How will these attributes be used? Are they simply a bag of data or would the user expect that the system would do something with these values? Are there ever going to be any reports against them?
If the system must do something with these attributes then you should make them columns since code will have to be written anyway that does something special with the values. However, if the customers just want them to store data then an EAV might be the ticket.
If you are going to implement an EAV, I would suggest adding a
DataType column to your attributes table. This enables you to do some rudimentary validation on the entered data and dynamically change the control used for entry.
If you are going to use an EAV, then the one rule you must follow is to never write any code where you specify a particular attribute. If these custom attributes are nothing more than a wad of data, then an EAV for this one portion of your system will work. You could even consider creating an XML column to store these attributes. SQL Server actually has an XML data type but all databases have some form of large text data type that will also work. On reports, the data would only ever be spit out. You would never place specific values in specific places on reports nor would you ever do any kind of numerical operation against the data.
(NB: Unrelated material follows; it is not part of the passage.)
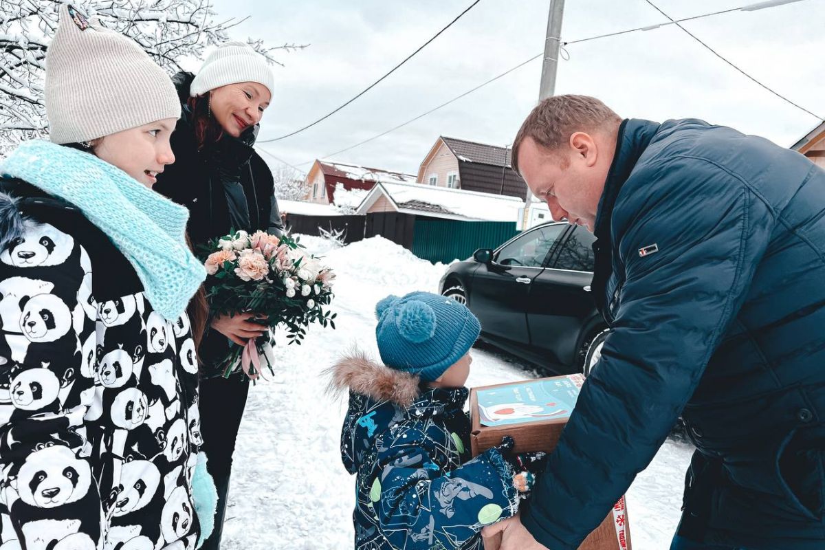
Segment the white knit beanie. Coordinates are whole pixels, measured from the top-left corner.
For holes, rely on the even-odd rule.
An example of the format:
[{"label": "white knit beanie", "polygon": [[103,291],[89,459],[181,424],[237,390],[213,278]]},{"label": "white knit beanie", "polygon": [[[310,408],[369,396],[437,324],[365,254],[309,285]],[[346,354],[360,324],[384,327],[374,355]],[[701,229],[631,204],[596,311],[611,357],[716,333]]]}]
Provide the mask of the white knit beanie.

The price of an EAV is vigilence and discipline. You have to have discipline amongst yourself and the other developers and especially report writers to never filter on a specific attribute no matter how much pressure you get from management. The moment a client wants to filter or do operations on a specific attribute, it must become a first class attribute as a column. If you feel that this kind of discipline cannot be maintained, then I would simply create columns for each attribute which would mean an adjustment to code but it will create less of mess down the road.